Patients undergoing surgery.
People with chronic illnesses.
The list is endless.

Everyone needs blood.

In Nigeria, about 2 million units of blood are needed annually. That’s about 5,000 units needed every day.

Now here’s where the heart drops — only about 500,000 units are collected yearly.

That leaves a shortfall of 1.5 million units.

Meaning 3 out of every 4 people who need blood won’t get it.

Meaning for every four lives we could save, three would have to die.

But it gets worse.

Of the 500,000 units collected, only about 50,000 come from voluntary, unpaid donors. And voluntary donors provide the safest blood. Not “safe enough.” The safest.

Why does that matter?

It’s one thing to get blood, and another thing entirely to get safe blood. People die from transfusion reactions caused by unsafe blood every day.

So, run the numbers again:

If 2 million units are needed this year, and only 50,000 units from voluntary donors are reliably safe…

That’s 2.5%. So for every four lives we could save, saving one is even a gamble.

Shocking? Laughable? Heartbreaking? Take your pick, but that’s our reality.

People die every day, not because we lack the knowledge, tools, or technology, but simply because you and I have refused (or are not encouraged) to give them blood.

Two hundred years ago it wouldn’t have mattered, but since Dr James Blundell performed the first human-to-human transfusion, we’ve mastered the art and science of blood donation and transfusion.

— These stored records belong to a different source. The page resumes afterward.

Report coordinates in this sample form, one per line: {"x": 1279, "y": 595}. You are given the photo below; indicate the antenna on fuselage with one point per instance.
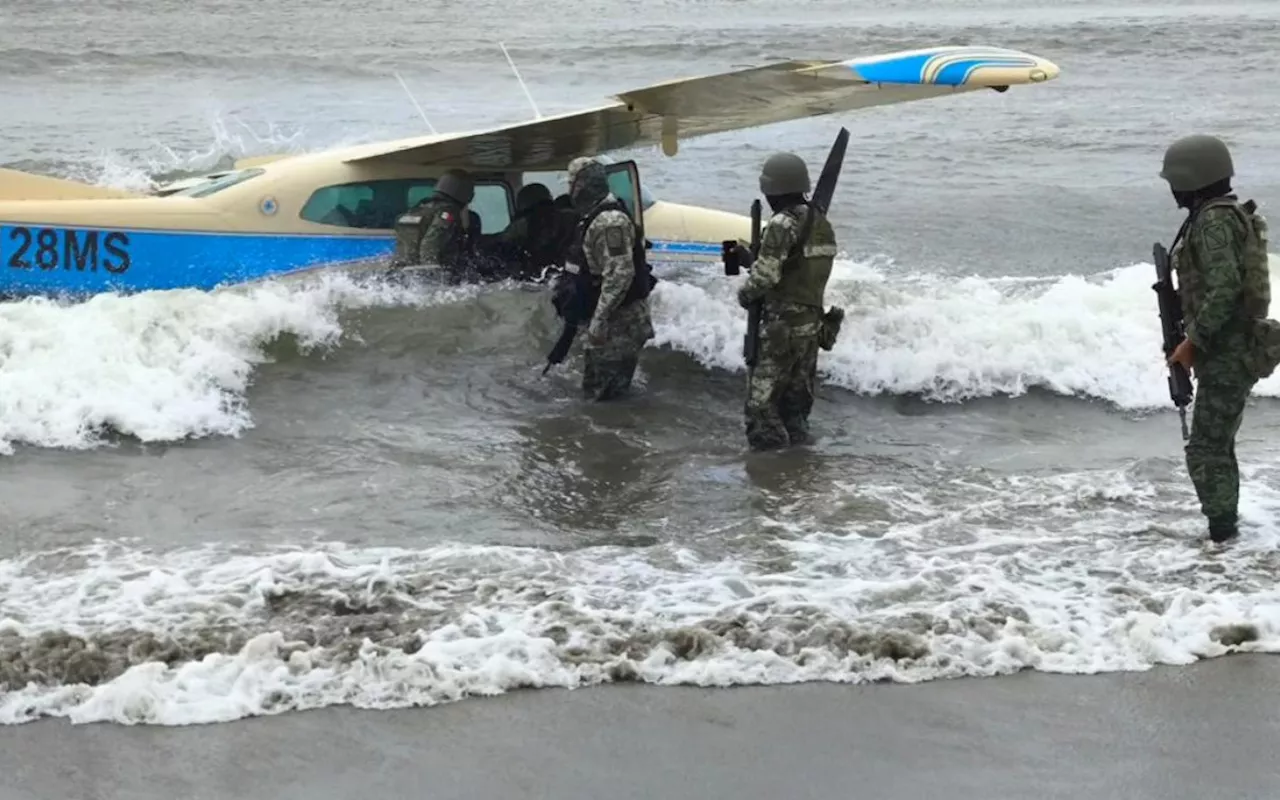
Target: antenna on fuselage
{"x": 536, "y": 113}
{"x": 414, "y": 100}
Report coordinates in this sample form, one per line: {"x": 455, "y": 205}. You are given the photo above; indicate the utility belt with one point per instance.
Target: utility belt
{"x": 828, "y": 324}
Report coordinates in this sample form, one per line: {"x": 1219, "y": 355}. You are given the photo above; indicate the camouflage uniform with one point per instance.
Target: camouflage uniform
{"x": 439, "y": 229}
{"x": 607, "y": 246}
{"x": 790, "y": 275}
{"x": 1225, "y": 292}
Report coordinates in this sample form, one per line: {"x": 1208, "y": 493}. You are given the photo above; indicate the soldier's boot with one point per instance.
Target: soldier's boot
{"x": 798, "y": 429}
{"x": 607, "y": 379}
{"x": 1223, "y": 530}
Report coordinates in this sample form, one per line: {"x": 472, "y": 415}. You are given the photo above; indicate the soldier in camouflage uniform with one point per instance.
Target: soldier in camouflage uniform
{"x": 798, "y": 248}
{"x": 439, "y": 229}
{"x": 607, "y": 260}
{"x": 1220, "y": 257}
{"x": 538, "y": 237}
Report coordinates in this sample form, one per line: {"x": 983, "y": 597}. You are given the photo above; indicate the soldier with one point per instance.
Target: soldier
{"x": 1220, "y": 256}
{"x": 798, "y": 248}
{"x": 538, "y": 237}
{"x": 607, "y": 265}
{"x": 439, "y": 229}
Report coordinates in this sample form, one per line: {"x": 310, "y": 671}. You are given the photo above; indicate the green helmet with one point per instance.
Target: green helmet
{"x": 1196, "y": 161}
{"x": 530, "y": 195}
{"x": 456, "y": 183}
{"x": 784, "y": 173}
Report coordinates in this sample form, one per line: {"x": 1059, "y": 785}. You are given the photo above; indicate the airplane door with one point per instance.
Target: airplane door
{"x": 625, "y": 184}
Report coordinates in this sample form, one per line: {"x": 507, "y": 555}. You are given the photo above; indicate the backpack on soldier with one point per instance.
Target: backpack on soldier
{"x": 1264, "y": 353}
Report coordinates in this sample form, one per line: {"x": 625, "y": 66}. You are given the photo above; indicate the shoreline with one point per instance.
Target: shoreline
{"x": 1164, "y": 734}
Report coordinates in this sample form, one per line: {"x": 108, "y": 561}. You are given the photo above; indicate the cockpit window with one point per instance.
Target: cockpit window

We know how to collect blood safely. We know how to screen it. We know how to store it. We know how to transfuse it.

Yet people still die. Even though we promised ourselves in 2015 that no one would have to die under conditions we know how to manage (think SDG 3). Because the blood they so desperately need is not rare and is not hard to find. It is in us. And there are millions of us.

We cannot manufacture blood (no, not even the blood banks). We cannot get it over the counter either. The human body remains the only source. So if blood doesn’t come from you and me, no one’s gonna get it.

Moreso, the notion that blood will be available when anyone needs it is absolutely false. The prospect of ‘biological eternity’ for blood, even at -196°C, does not exist either. If anything at all, blood gets expired. After 35 days, whatever blood is banked in the blood bank becomes harmful and unfit for use.

And despite the development of plasma substitutes and other products, technological progress in freezing and preservation of blood to permit longer-term stockpiling, and the possibility of separating blood components for broader and more extended use, there is still no substitute for the more significant percentage of patients who require direct use of fresh whole human blood.

So it means we must donate regularly if we want people — including ourselves — to live longer.

Now here’s the ultimate irony:

Donating blood doesn’t cost us much.

It takes just a pause, a pinch, and a pint.

A pause from our schedule — the length of a lunch break. A pinch from a needle — no worse than a paper cut. And one pint out of the nine pints in your body at any moment.

Yes. You have 9 pints of blood flowing in you at every given time, and just 1 out of 9 is what is required.

Plus, they never take what we can’t spare. Before every donation, your blood volume is checked to ensure you have more than enough for yourself and an excess to give. If you don’t have surplus, you won’t even be allowed to donate. And when you do donate, your body replenishes what you give in a few days.

So again, what’s stopping us?

Shall we keep hoarding what could save someone’s life?
Shall we keep letting millions die when we know the solution?
Or shall we take that one small step to the clinic and book a regular appointment — to save all the lives we can?

Because just when I thought the story had ended, another call came in.

“Hello,” he said. “It’s me again, the father of the boy you helped to get blood. Please… the doctors said we’re going to need another two pints. Can you help us?”